Entreprise du mois
Le groupe américain, spécialisé dans les écrous autofreinés pour l'aéronautique et l'automobile, investit quatre millions d'euros dans ses machines. Un engagement financier qui doit accompagner un marché aéronautique en plein essor.
Implantée à Saint-Cosme-en-Vairais depuis 1938, cette usine d'Alcoa, spécialiste des écrous autofreinés pour l'aéronautique et l'automobile, est l'un des plus gros employeurs du Nord Sarthe, avec 500 salariés, 60 intérimaires et une vingtaine d'apprentis. Fort des perspectives dans l'aéronautique, «+10% par an de croissance, notamment grâce à Airbus et son A320, où les fabrications sont passées de 36 à 42 appareils par mois», Alcoa investit 4millions d'euros cette année pour adapter les machines afin de permettre un passage plus rapide d'une série à l'autre. Des machines puissantes capables de fabriquer des pièces issues d'une bobine de métal, dans des petits volumes et petites séries.
172.000 pièces produites
En moyenne, 22.000 pièces pour l'aéronautique et 150.000 pour l'automobile sont fabriquées en Sarthe. «Nous devons être capables de fournir plus de pièces, c'est pourquoi nous consacrons 6% de notre chiffre d'affaires à l'investissement», explique Didier Gaillot, qui dirige la branche dédiée aux écrous autofreinés pour les avions, missiles et autres engins spatiaux.

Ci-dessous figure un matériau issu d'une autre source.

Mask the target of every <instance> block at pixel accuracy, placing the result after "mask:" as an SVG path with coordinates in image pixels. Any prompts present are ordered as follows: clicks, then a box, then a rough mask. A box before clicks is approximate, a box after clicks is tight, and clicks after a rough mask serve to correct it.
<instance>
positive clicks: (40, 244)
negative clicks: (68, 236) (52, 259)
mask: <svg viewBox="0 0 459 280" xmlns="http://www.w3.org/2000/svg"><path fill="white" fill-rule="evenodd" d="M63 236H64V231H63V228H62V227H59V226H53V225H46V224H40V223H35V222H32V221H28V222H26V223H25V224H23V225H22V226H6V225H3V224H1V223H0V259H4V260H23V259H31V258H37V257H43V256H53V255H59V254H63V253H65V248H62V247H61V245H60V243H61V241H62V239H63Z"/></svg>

2/3 du chiffre d'affaires dans l'aéronautique
L'usine de Sarthe réalise un chiffre d'affaires de 70millions d'euros (74millions en 2008). «Les deux tiers de notre chiffre d'affaires sont réalisés par le secteur de l'aéronautique, le tiers restant par l'automobile», reprend Didier Gaillot. Si la branche automobile a ressenti rapidement les effets de la crise de 2008, «les commandes étant à court délais», ce ne fut pas le cas pour l'aéronautique qui se prévoit sur le long terme. «Notre premier trimestre 2009 fut le meilleur.» Quant à la branche automobile, après une reprise en 2010-2011, Alcoa prévoit un ralentissement en 2012. «Nous cherchons à fabriquer le produit fini avec le moins d'opérations manuelles qui coûtent cher par rapport à la Chine et aux pays émergents.» Le site d'Alcoa à Saint-Cosme-en-Vairais, s'étend sur 27.500m² et compte 600 machines. «Il existe 4.500 références produits vendus sur l'aéronautique et 300 références dans l'automobile. Certaines pièces doivent être disponibles sur 40ans, pour les modèles d'avions par exemple.» 36 personnes travaillent à la recherche et au développement. Leur défi: «que les pièces soient toujours plus petites, plus fines plus résistantes, dans l'idée d'alléger la masse finale du produit et donc les besoins en pétrole par souci de coûts mais également de pollution». L'usine doit aussi compter avec les évolutions de prix de la matière première: le métal. «Selon le métal sélectionné, le prix peut varier de 900euros la tonne pour l'automobile à 70.000euros la tonne pour l'aéronautique.» Avec ses investissements et la bonne tenue du marché de l'aéronautique, l'usine sarthoise poursuit ses embauches. «Déjà six depuis le début de l'année.»
Recruter des apprentis
Mais le groupe est confronté, comme beaucoup, à la difficulté de recruter pour des problèmes de formations adaptées mais également de mobilité. «Pour remédier à ces deux problèmes, nous avons une politique forte d'intégration des apprentis, ainsi que des formations poussées en interne. Par ailleurs, face à la désaffection des jeunes pour nos métiers, nous participons avec l'AFPI, par le biais de notre fondation Alcoa, à la promotion des métiers de l'industrie dans le cadre d'une action "les jeunes parlent aux jeunes"», explique Pascal Ravoux, le nouveau DRH. Trouver une main-d'oeuvre adaptée pour répondre aux évolutions du marché, et rester dans la course, voilà le défi du site sarthois, afin de permettre à l'activité industrielle d'avoir toujours sa place en France.